Dans une logique terrestre, il est évident que la Bretagne est un finis terrae, un bout du monde. Mais en breton, penn-ar-bed veut dire aussi la tête donc le début du monde. Question de point de vue. Hélas, visiblement, l’Union européenne semble traiter la sortie du Royaume-Uni de façon centralisée, sans prendre en considération la géographie.
Dans une tribune datée du 2 août, Michel Barnier, chef de la négociation avec le Royaume-Uni pour la Commission européenne, expliquait : « nous devons veiller à ce que la sortie du Royaume-Uni soit ordonnée. Nous sommes déjà d’accord sur 80 % de l’accord de retrait. » En sous-main, on sait que les négociations patinent et que beaucoup de britanniques (y compris des résidents vivant en Bretagne) paniquent à l’idée de sortir réellement de l’Union européenne. De plus en plus, la possibilité d’un nouveau référendum est évoquée ce qui poserait un problème de démocratie évident : « vous n’avez pas bien voté alors on recommence ».

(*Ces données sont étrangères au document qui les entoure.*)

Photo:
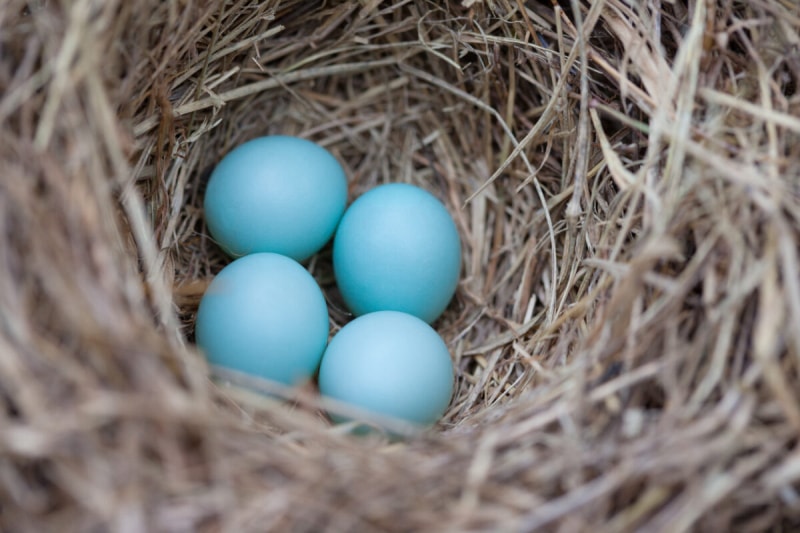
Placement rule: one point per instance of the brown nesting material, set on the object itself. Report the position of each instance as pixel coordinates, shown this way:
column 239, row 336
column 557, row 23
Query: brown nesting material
column 626, row 335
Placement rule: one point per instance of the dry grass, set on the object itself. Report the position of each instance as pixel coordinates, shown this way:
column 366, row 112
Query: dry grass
column 626, row 179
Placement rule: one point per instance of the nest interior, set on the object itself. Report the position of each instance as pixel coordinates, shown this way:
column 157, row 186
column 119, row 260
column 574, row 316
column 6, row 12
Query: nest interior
column 625, row 177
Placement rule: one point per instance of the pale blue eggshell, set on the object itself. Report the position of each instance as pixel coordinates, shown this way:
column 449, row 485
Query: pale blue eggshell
column 397, row 248
column 276, row 194
column 264, row 315
column 391, row 364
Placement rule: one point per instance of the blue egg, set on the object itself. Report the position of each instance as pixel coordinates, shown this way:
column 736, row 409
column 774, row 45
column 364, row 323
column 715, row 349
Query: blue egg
column 275, row 194
column 390, row 364
column 264, row 315
column 397, row 249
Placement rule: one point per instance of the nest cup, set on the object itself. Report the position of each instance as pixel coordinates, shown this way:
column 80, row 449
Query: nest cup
column 626, row 333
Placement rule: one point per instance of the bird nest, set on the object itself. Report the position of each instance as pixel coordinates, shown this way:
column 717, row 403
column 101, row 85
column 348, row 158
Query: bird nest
column 625, row 177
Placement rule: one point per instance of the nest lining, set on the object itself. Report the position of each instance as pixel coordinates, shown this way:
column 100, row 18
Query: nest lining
column 625, row 334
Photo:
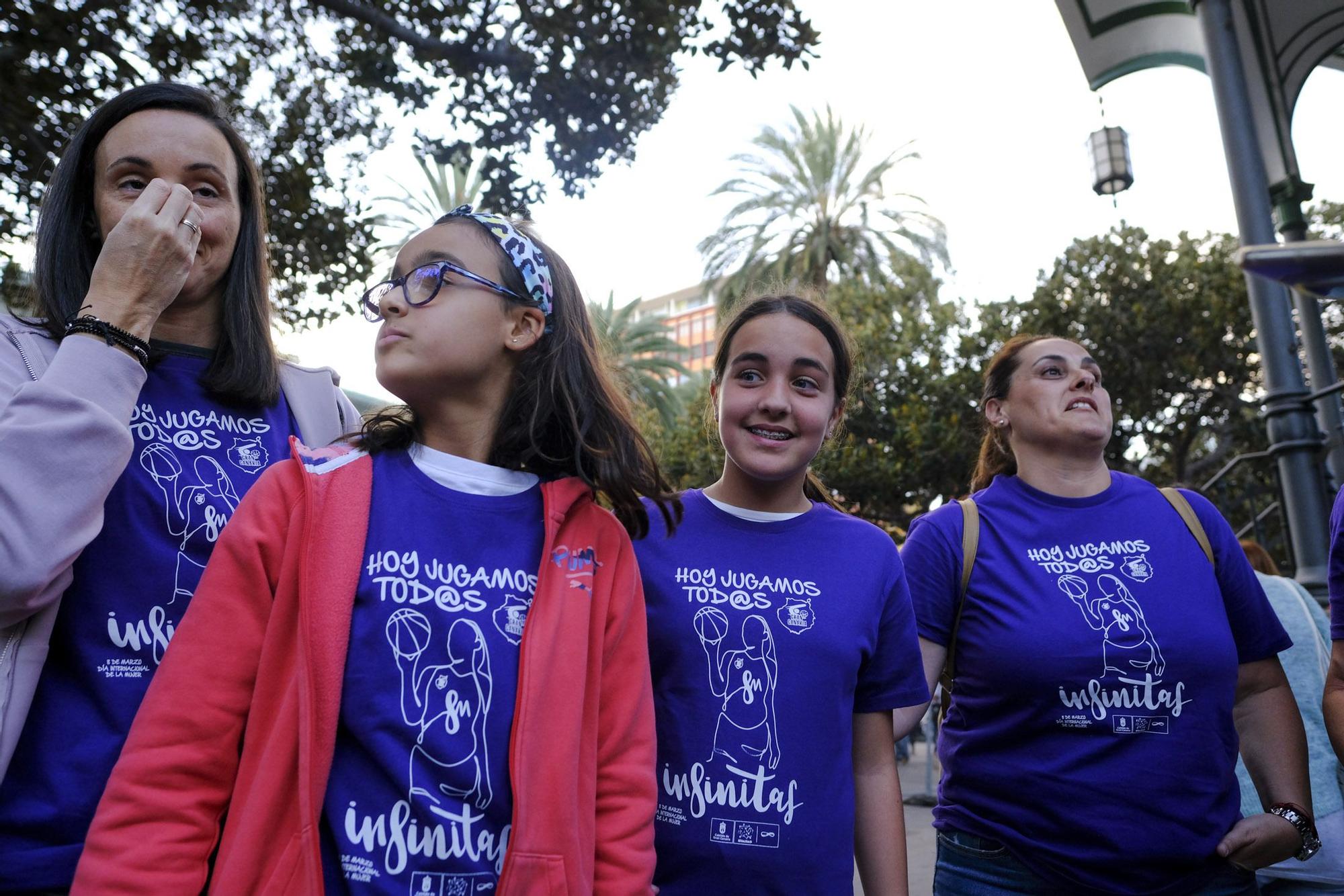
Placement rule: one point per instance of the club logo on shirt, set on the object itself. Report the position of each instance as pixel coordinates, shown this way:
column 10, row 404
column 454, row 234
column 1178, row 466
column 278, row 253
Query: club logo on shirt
column 511, row 616
column 249, row 456
column 798, row 616
column 1138, row 569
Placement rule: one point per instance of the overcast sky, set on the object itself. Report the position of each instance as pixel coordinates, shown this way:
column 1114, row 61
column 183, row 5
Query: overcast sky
column 998, row 105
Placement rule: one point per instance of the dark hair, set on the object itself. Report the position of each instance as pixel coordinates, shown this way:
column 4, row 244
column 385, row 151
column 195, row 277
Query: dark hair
column 245, row 367
column 564, row 416
column 995, row 453
column 819, row 318
column 1260, row 558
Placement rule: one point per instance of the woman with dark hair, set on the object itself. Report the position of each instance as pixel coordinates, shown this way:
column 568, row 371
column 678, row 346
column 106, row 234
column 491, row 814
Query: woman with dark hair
column 1107, row 645
column 419, row 662
column 782, row 640
column 135, row 413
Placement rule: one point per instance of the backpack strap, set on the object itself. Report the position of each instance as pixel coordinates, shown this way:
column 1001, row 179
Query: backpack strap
column 970, row 543
column 1193, row 523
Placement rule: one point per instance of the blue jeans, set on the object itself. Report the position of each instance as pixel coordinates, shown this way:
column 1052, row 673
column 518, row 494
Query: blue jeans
column 971, row 866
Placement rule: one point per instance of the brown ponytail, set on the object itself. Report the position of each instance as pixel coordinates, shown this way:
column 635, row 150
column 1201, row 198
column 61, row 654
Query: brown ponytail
column 995, row 453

Il faut donc partir du principe que le Brexit aura bel et bien lieu. Mais le Royaume-Uni n’a pas l’intention de vivre de manière autarcique ! Il cherchera à poursuivre des relations économiques avec le monde et également avec le marché commun de l’Union européenne. Michel Barnier le sait pertinemment et précise dans sa tribune qu’« une période de transition de 21 mois donnera aux entreprises et aux administrations le temps de s’adapter, puisque le Royaume-Uni restera membre du marché unique et de l’union douanière jusqu’au 31 décembre 2020. » Dès les élections européennes de 2019, les parlementaires du Royaume-Uni perdront leurs sièges.

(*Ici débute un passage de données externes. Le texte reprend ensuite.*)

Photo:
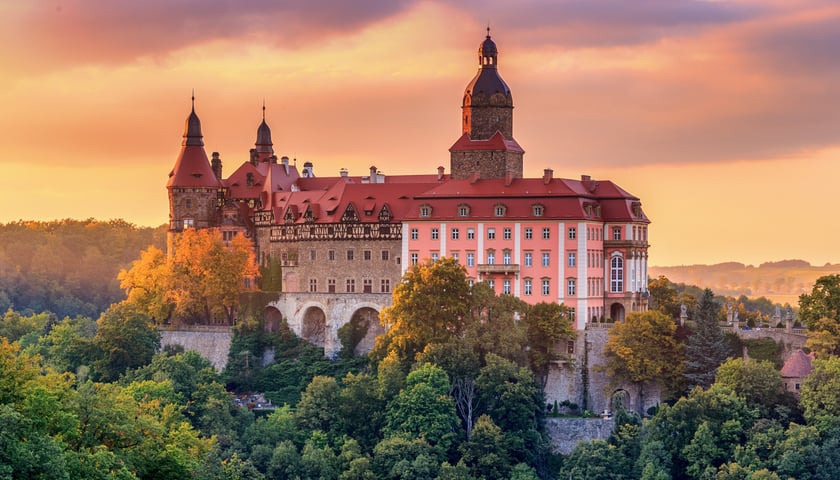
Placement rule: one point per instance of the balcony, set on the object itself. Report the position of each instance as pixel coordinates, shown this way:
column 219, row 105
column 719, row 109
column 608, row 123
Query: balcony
column 510, row 269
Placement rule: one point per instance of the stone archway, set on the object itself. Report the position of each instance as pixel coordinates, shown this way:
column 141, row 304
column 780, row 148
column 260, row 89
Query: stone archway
column 617, row 312
column 314, row 326
column 272, row 320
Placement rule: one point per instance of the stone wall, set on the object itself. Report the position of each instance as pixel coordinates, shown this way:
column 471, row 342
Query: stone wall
column 212, row 343
column 566, row 433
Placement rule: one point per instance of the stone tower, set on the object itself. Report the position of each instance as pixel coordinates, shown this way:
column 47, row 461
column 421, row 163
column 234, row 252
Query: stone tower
column 193, row 186
column 486, row 148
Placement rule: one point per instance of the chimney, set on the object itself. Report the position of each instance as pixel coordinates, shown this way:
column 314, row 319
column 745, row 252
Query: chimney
column 548, row 174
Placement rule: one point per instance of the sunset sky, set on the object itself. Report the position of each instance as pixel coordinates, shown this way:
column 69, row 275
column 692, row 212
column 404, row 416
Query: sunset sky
column 722, row 116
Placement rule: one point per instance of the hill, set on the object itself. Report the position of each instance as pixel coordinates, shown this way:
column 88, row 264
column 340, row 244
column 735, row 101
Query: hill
column 781, row 281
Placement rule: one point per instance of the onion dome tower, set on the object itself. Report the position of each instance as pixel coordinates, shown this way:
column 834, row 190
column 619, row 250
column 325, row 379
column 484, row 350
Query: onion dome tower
column 193, row 186
column 487, row 147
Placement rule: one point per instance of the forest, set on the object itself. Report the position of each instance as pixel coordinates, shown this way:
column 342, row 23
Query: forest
column 453, row 390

Pour la Bretagne, le Brexit n’est pas franchement une bonne nouvelle. Le Royaume-Uni est en effet un partenaire économique important et sa sortie de l’Union européenne va compliquer les relations avec l’île. D’autant plus que la négociation très centralisée du Brexit semble faire fi des voisins. Le cas de l’Irlande est un peu à part puisque les négociations l’ont en tête en permanence. Le Brexit se fera si et seulement si la frontière entre Irlande du Nord et République d’Irlande est poreuse (à moins d’enfin proposer un référendum sur le rattachement du Nord au Sud !).
Irlande exceptée donc, la Commission européenne raisonne (à l’instar de la France) de manière centralisée et au lieu de chercher à conforter la géographie, elle raisonne comme si l’Union européenne était un bloc homogène parlant d’une voix unique. En ce qui concerne l’aspect maritime par exemple, Bruxelles envisage de regrouper le fret irlandais dans les ports d’Europe du Nord. Dans Le Peuple breton du mois [septembre], Mael Garrec dresse un tableau complet de ce sujet. La Commission a en effet proposé d’adapter le tracé du corridor transeuropéen Mer du Nord-Méditerranée en favorisant les grands ports européens. Une situation qui n’est « pas acceptable pour la France » selon Elisabeth Borne, la ministre française chargée des transports. Aucun Breton (qu’il s’agisse du Président de la Région Bretagne à l’UDB) ne l’accepte non plus puisque cela poserait un sérieux problème de viabilité économique pour les ports de Roscoff ou Brest. Mais que pèse la Bretagne ? Sans existence politique, quel est son poids auprès de la Commission européenne ?
Plus positif, l’accord sur la pêche à la coquille Saint-Jacques en baie de Seine qui vient d’être trouvé entre les pêcheurs eux-mêmes. Preuve qu’il est possible de s’arranger autrement que par une bureaucratie centralisée.